Figure H: An estimate of the distance each tweet was from Joplin using GPS information. The tweets were sorted in ascending order by the distance from Joplin. All of the data processing and analysis was performed on an Asus Zenbook laptop with a SSD HD. The data import, data processing, and indexing took around 3 minutes. Each of the queries took no more than 10 seconds. Conclusions and Future Work This study shows that there are effective means to finding reliable tweet information. First the very heavy tailed distribution of the retweet information shows that there are a few number of prolific, reliable tweeters. Since the amount of retweeting is a form of recommendation strength, it is likely that these users are more reliable than average. The time-data show some important caution when collecting tweets. In the day immediately following the disaster the hashtag information showed tweets that were more on-topic than on later days. Also, because a spike in national interest happens a few days after the disaster, it may be easier to find tweeters that are on the ground in the first day since there was less tweet volume. Finally, the location data shows that there are many people tweeting on the ground in Joplin, so these users are good targets for primary sources of information.
There were two primary limitations of this study. First the scope of the data was limited. We only had access to tweet text information, but there is other useful metadata at the user level, like the number or types of followers. This is especially important because a change in the number of followers during a crisis has been shown to be a useful feature for predicting whether a tweeter has reliable or firsthand information. Secondly, this study took a static view of the twitter space.
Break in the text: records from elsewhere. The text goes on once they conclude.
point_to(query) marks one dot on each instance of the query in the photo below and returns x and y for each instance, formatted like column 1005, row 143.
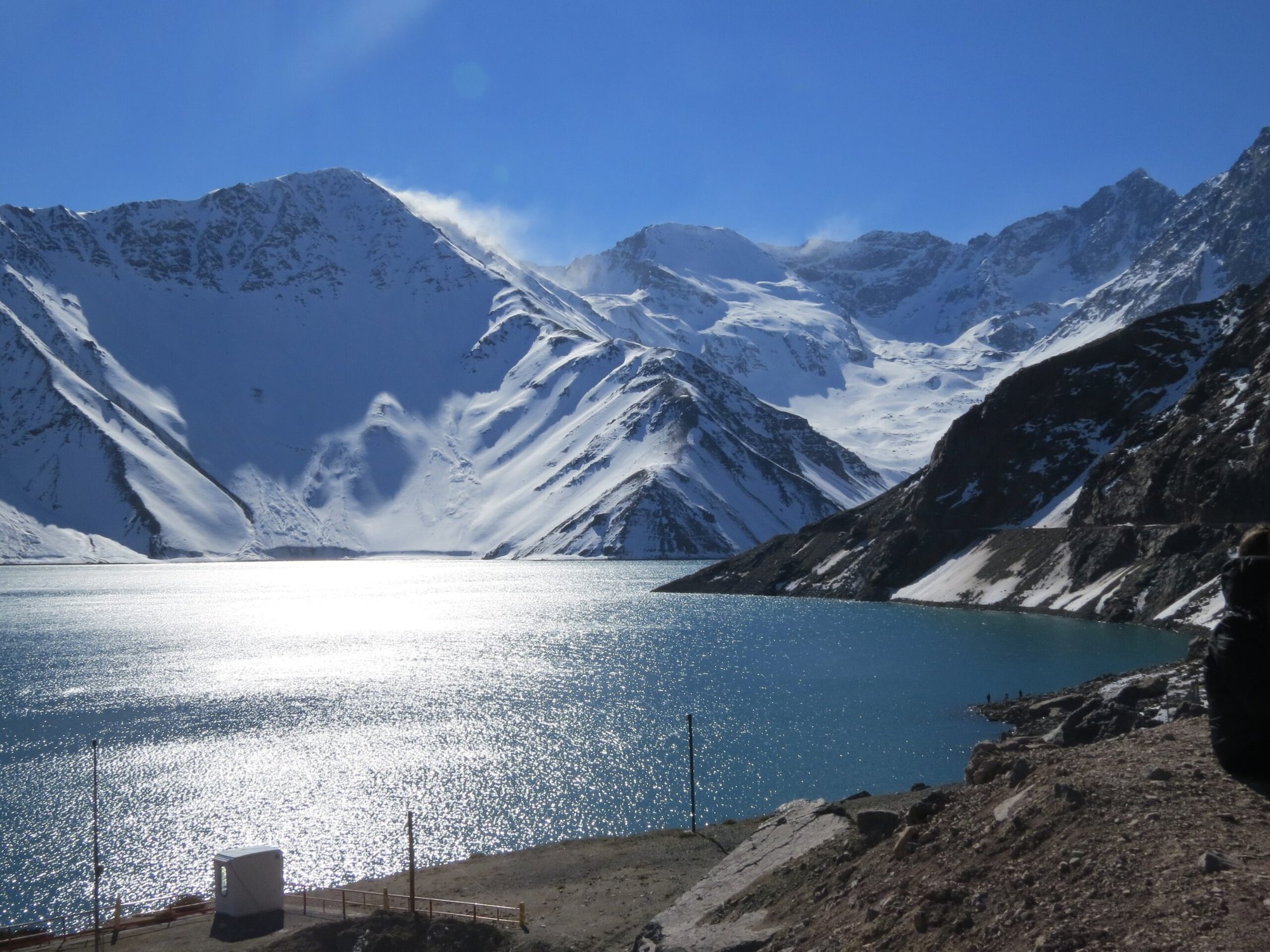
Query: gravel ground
column 1140, row 842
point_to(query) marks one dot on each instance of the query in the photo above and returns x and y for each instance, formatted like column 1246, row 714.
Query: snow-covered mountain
column 1108, row 482
column 881, row 342
column 309, row 366
column 305, row 365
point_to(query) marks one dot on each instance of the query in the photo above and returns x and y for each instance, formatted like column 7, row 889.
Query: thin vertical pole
column 97, row 865
column 410, row 838
column 693, row 777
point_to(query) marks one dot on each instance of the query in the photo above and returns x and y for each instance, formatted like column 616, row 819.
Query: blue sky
column 567, row 125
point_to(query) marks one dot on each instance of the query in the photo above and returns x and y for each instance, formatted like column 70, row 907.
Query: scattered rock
column 905, row 845
column 1064, row 703
column 1217, row 863
column 1020, row 771
column 1010, row 808
column 1142, row 690
column 876, row 826
column 1069, row 794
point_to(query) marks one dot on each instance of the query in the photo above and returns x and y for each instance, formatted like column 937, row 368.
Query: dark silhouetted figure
column 1238, row 666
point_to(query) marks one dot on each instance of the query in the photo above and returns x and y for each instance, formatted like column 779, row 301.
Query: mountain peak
column 721, row 253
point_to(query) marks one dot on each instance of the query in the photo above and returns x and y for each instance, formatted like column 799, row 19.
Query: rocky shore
column 1098, row 821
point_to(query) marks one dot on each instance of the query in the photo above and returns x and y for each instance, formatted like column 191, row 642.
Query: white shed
column 248, row 882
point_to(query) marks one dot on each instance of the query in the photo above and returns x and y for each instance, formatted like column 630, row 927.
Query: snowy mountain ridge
column 324, row 371
column 307, row 365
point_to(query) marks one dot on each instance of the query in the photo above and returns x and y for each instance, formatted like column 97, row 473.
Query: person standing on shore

In a live crisis situation new tweets are constantly arriving and need to be processed in real time. We believe that this database prototype fulfilled the goals of this study. It was rapidly able to process and structure a large number of tweets and to answer queries that are relevant to first responders. Moreover, if the limitations mentioned above are addressed then we believe that the speed and usefulness of this system show that a structured database paradigm is advantageous in live crisis situations. Citations and Acknowledgements I would like to thank Professor Kate Starbird for generously giving me access to the Joplin, MO tornado disaster twitter data. [1] K. Starbird, G. Muzny, and L. Palen. Learning from the crowd: collaborative filtering techniques for identifying on-the-ground Twitterers during mass disruptions. Presented at: 9 th International ISCRAM Conference, Apr. 2012 [2] L. Palen, K. M. Anderson, G. Mark, J. Martin, D. Sicker, M. Palmer, & D. Grunwald. A vision for technologymediated support for public participation & assistance in mass emergencies & disasters. In 2010 BCS Conference on Visions of Computer Science, Apr. 2010. Article 8, 12 pages. [3] Starbird K. & Palen L. (2012). (How) Will the Revolution be Retweeted?: Information Propagation in the 2011 Egyptian Uprising. Proc of CSCW 2012.